Марина Крамер "Ты все, что у меня есть"

Эта книга посвящается офицерским женам, которые в последние десятилетия разделили все, что выпало на долю наших защитников в Афганистане, Чечне, Карабахе, Грузии и других горячих точках. Она открывает иной мир, который все это время находился рядом со всеми нами и которого многие не хотят видеть, – мир совсем не для хрупкой женщины. Однако в этом мире есть место Чести, Совести, Дружбе и Любви.
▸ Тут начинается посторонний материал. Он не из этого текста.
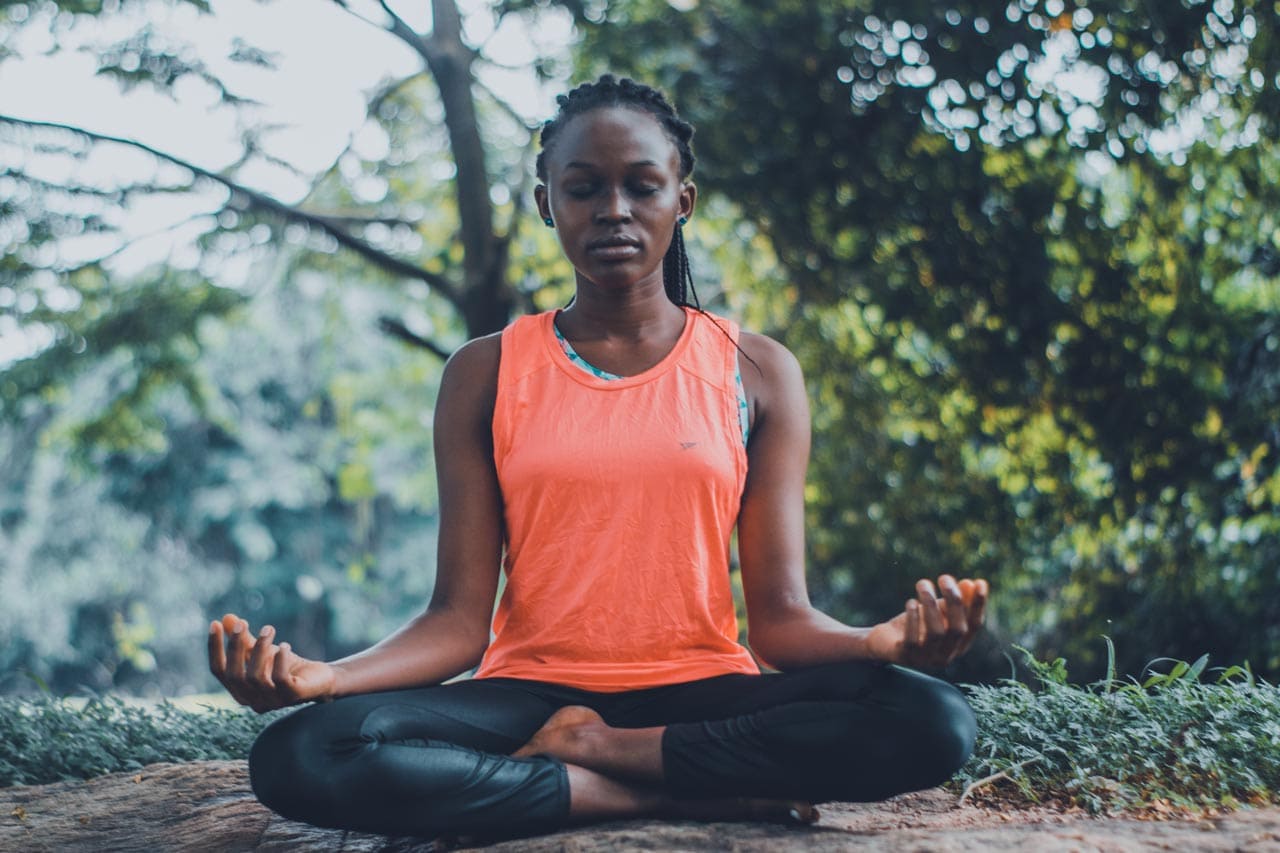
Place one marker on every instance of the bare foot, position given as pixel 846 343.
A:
pixel 561 731
pixel 745 808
Посвящается военным медикам последних войн и офицерским женам, которые часто были единственной поддержкой и опорой солдат и офицеров Российской Армии.

date_range Год издания :

foundation Издательство :Марина Крамер

person Автор :

workspaces ISBN :

child_care Возрастное ограничение : 16

update Дата обновления : 25.08.2020

Мы с Кравченко молча смотрели друг на друга, и он не выдержал первым, шагнул ко мне, снял с моей головы черную трикотажную шапочку, распустил волосы и заговорил свистящим шепотом, зарывшись в них лицом:

– Ласточка, я прошу тебя, умоляю – избавь меня от этого, я не могу тебя оставить, не прощу себе, если с тобой что-то случится… Пойми, здесь каждый день стреляют, пацаны гибнут, зачем мне еще и ты, зачем? Я с ума сойду… Избавь меня, пожалуйста… – бормотал он, гладя меня по голове.

– Я не могу, Леша, не проси, – произнесла я. – Я не уеду, я останусь с тобой и буду с тобой, что бы ни случилось.
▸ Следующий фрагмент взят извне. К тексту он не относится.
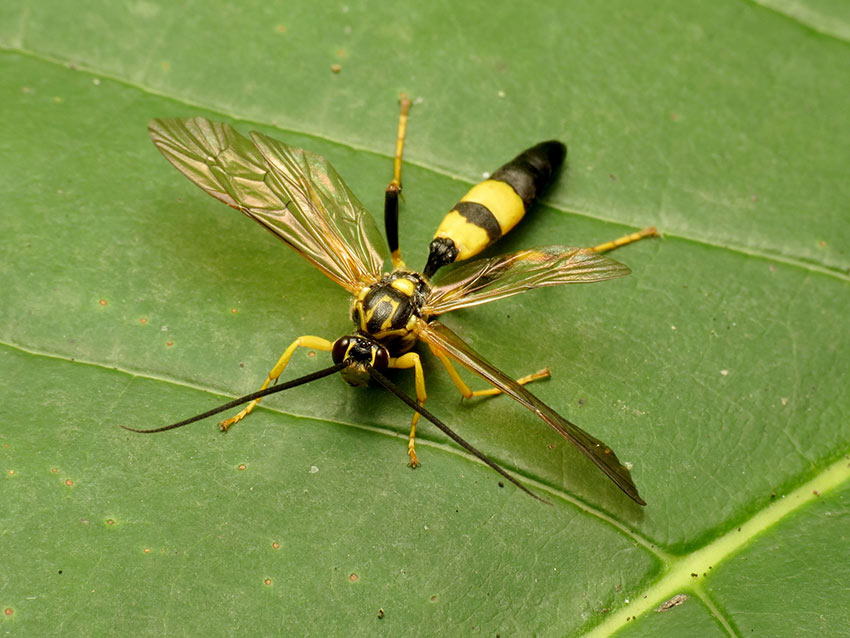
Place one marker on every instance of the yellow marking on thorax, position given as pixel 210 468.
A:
pixel 468 238
pixel 501 200
pixel 404 286
pixel 388 322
– Черт тебя подери, до чего ж ты упрямая, Марьяна! Ладно, но смотри… Если что замечу…

– Сдурел, да? – возмутилась я, скрывая свою радость – удалось мне, удалось, не выгнал, оставил!

Вечером перед строем Кравченко представил меня бойцам. Народ был в шоке, но меня это не очень взволновало.

– Чтобы не возникало никаких вопросов, жить будешь у нас, отгородим угол, – сказал Кравченко.

– А прежний фельдшер где жил?

– В первом взводе. Надеюсь, ты туда не попросишься?

– Надейся. Лучше поближе к начальству, – улыбнулась я.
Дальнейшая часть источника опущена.